Hacker News new | ask | show | jobs
by maloga 2988 days ago
Blogpost author here. Thank you so much for all the attention, comments, upvotes, likes, retweets, etc! I've done a pass over the comments and can't really answer them all but I'd like to clarify a few things:

There seems to be a general opinion trend that the queries generated by the group builder algorithm are very inefficient, that it'd be easy to come up with a solution with much better response times, and that that would be achievable in any reasonable programming language in roughly the same time with similar results.

The language argument will always be controversial and I won't address it here; we have a point of view that is expressed in the Conclusion and on this blogpost: https://movio.co/en/blog/migrate-Scala-to-Go/

I can imagine that seeing a query with JOINs, subqueries, GROUP BYs and UNIONs can raise some eyebrows, but there is some lacking context in that story, and that's on me. Here's some of that context:

* The schema that the group builder algorithm operates on is not uniform in nature or composed of simple yes/no fields; it's an incredibly complex legacy schema that to a large degree wasn't even up to Movio: it's been up to the film industry as a whole, and it has evolved over the years, as is the case everywhere. Note that every different kind of filter translates to a very different kind of query, and we have more than 120 different filters, sometimes with dynamic parameters, and sometimes even bespoke for a particular customer!

* The group builder algorithm predates the team that built this service (myself included), as well as predating the first commercial release of Elasticsearch, MariaDB, mainstream Go success, etc. Nevertheless, it's still very fast and is being used today by ~88% of our customers (i.e. all the non-behemoths). It's been successful for many years, and continues to be, for the most part.

* But I don't like it because it's fast: I like it because it's simple and flexible. It allows our customers to build a really complex (and arbitrary) tree of filters to segment their loyalty member base, and it compiles all of that into one big SQL query, that in most cases is quite performant. That's pretty awesome. But yes; it doesn't scale to several million members.

* Migrating the very engine of the main product of a company is not a decision that is taken lightly. As is the case with every big company I can remember (e.g. Twitter, SoundCloud), behind a big success story there's always a legacy monolith, and our case is no exception. From that standpoint, achieving such breakthrough (i.e. cost reduction + significant response time improvement) within one hackathon day is really not all that common in my experience. Definitely something worth sharing, IMO.

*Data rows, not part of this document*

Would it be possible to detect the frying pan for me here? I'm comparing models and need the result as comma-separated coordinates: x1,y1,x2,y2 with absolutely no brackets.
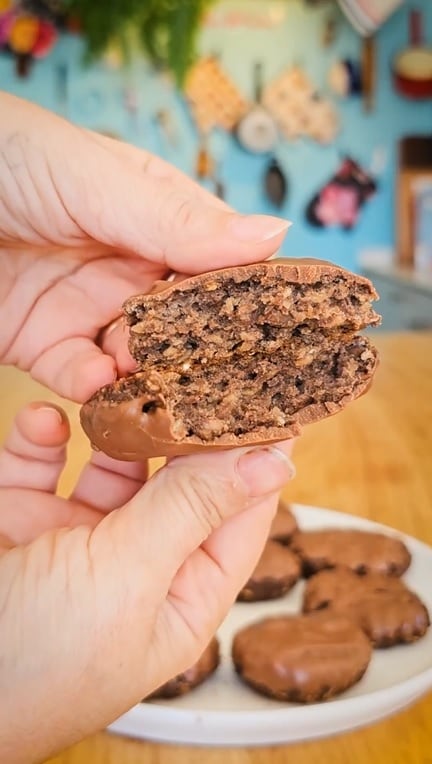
393,10,432,99
235,62,278,154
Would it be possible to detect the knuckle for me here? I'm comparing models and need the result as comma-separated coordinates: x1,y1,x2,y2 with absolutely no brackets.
167,470,243,538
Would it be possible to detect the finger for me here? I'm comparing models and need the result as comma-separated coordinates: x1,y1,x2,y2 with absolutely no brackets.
31,337,117,403
0,486,103,549
71,451,148,512
57,122,289,273
87,130,232,211
0,403,70,492
99,317,137,376
91,447,293,616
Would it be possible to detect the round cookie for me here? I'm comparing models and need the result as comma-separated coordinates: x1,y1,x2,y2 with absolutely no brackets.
292,529,411,576
232,613,372,703
80,257,380,461
269,499,298,545
144,637,220,700
303,568,430,647
237,541,301,602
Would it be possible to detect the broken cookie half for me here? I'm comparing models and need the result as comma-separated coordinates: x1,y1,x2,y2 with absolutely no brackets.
81,258,380,460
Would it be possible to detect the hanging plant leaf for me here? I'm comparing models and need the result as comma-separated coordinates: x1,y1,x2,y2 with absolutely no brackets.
64,0,215,86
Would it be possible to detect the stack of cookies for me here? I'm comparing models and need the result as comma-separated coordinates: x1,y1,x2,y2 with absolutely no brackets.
144,501,430,703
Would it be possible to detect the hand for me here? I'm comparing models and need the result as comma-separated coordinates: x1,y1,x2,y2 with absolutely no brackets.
0,94,288,401
0,403,293,764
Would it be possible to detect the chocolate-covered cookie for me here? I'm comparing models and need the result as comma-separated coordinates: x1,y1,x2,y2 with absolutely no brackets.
232,613,372,703
269,499,298,545
81,258,379,460
292,528,411,576
144,637,220,700
237,541,301,602
303,568,429,647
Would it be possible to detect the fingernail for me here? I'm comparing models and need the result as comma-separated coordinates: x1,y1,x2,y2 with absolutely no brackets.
229,215,291,241
35,406,63,425
237,446,296,497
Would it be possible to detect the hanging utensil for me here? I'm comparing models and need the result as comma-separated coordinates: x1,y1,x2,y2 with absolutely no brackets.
213,162,225,200
393,10,432,98
264,157,288,208
235,62,278,154
361,35,376,113
195,133,214,180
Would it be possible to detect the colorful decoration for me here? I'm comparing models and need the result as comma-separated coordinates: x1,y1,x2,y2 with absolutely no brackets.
306,157,377,231
263,66,339,143
0,0,64,76
185,57,248,133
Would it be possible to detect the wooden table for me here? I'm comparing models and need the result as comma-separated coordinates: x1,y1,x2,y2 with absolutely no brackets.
0,333,432,764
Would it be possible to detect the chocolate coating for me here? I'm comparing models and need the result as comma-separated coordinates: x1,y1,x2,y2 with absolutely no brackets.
80,258,379,461
232,613,372,703
145,637,220,700
303,568,429,647
292,529,411,576
237,540,301,602
269,499,298,545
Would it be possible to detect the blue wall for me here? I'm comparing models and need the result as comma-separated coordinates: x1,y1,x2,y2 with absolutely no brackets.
0,0,432,267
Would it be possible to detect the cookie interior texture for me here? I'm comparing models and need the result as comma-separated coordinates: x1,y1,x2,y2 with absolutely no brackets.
82,261,380,455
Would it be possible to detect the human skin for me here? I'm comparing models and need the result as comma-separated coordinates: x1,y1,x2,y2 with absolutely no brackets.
0,95,293,764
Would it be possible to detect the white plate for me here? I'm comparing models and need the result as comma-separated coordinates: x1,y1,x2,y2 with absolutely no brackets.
109,505,432,746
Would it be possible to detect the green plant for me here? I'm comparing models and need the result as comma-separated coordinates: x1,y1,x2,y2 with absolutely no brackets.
64,0,215,86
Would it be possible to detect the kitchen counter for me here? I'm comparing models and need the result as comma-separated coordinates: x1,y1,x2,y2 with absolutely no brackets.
0,333,432,764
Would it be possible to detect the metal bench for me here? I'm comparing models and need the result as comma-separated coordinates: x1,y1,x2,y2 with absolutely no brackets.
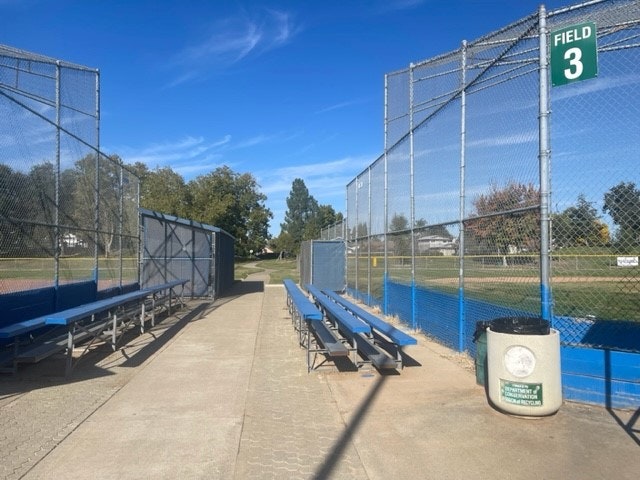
0,280,188,376
305,285,397,370
283,279,349,372
323,290,418,369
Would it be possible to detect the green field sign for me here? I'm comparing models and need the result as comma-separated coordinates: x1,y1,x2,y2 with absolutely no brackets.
550,22,598,87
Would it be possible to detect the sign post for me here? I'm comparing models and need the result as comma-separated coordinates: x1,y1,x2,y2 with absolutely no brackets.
550,22,598,87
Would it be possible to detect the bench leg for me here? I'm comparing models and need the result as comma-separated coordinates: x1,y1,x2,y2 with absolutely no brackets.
64,323,75,377
140,298,146,335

Hopefully that clarifies some of the questions :) Cheers.

1 comments

We had the same issue where I work and we are doing a very similar thing but on a way larger scale (adtech) for audience building and we actually resorted to compressed bitmaps since postgres was not cutting it. It's fairly easy to just come on a forum and say hey: just use postgres/mysql/sql server without reading the full article and understanding what you guys are dealing with.